Over the past two decades, a growing body of experimental evidence has pointed to the promising role of psychiatric drugs in cancer treatment [18,19,20,21,22,23,24,25,26]. The anticancer potential of psychiatric drugs represents an exciting interdisciplinary frontier in psychiatry and oncology. As research progresses, these medications may become valuable adjuncts in cancer therapy, offering new hope for patients with difficult-to-treat malignancies.
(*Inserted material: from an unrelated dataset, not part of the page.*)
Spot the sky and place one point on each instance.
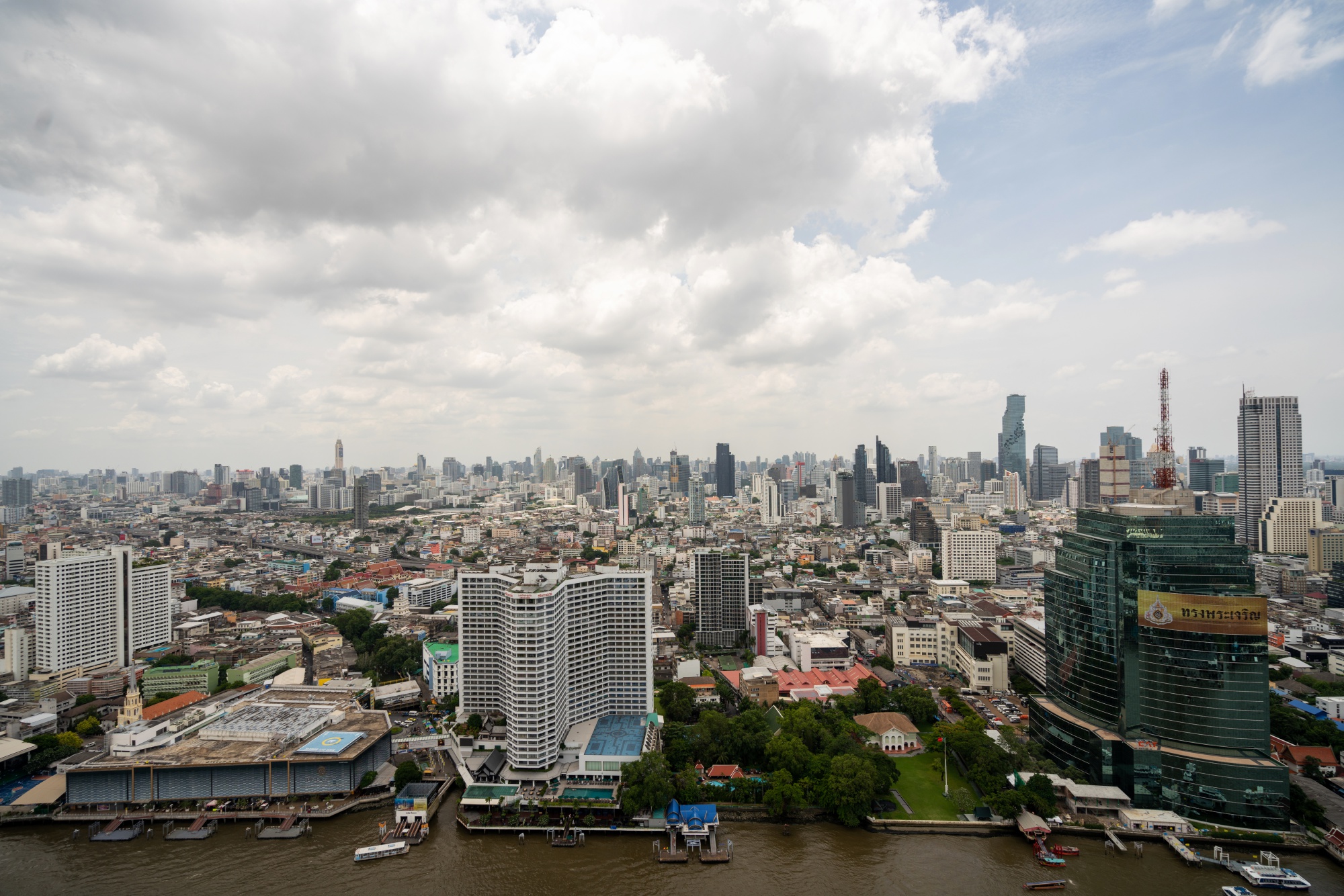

A special place seems to belong to antidepressant vortioxetine in glioblastoma treatment, because of its significant ex vivo efficacy observed in 75% of patients [23]. In general, psychiatric medications seem to play a triple role in the treatment of cancer patients, treating psychiatric conditions associated with cancer, such as mood disorders, anxiety, psychosis, and delirium, but also directly inhibiting tumor growth, metastasis, and increasing tumor sensitivity to chemotherapeutic agents/radiotherapy [7,20,24]. Psychiatric medications have a long history of clinical use and a tolerable safety profile [26]. However, the mechanisms underlying anticancer effects are not fully understood, and more clinical work is necessary to draw definitive and real conclusions. Despite the growing body of preclinical evidence, few early phase I/II clinical trials on the anticancer efficacy of psychiatric drugs have been conducted to date [18,19,31,34,39]. One potential reason for this is that these drugs, especially antipsychotics, have significant side effects such as extrapyramidal symptoms, sedation, and anticholinergic effects, which may not be optimal for cancer patients with increased morbidity [7,20]. Therefore, more preclinical and clinical studies with antidepressants, first- and second-generation antipsychotics, mood stabilizers, and antidementia drugs are needed to clarify the precise role of these medications as repositioning agents in cancer treatment in order for safe conclusions to be reached. Further research and clinical trials are necessary to fully understand the carcinogenic and anticancer effects of psychiatric medications, their dose-dependent effects, and mechanisms of action. Although the results of preclinical studies are important, the overall clinical picture in patients with mental disorders, particularly with respect to cancer risk, is complex and requires further investigation.

8. Conclusions

While psychiatric medications play a significant role in the treatment of mental disorders in cancer patients, they can also be crucial in the treatment of oncology patients because of their ability to inhibit tumor growth and metastasis. They can be particularly useful between chemotherapy and radiotherapy sessions, inhibiting the proliferation and metastasis of cancer cells. However, the decision to use psychiatric medications should include a thorough risk–benefit assessment for each patient.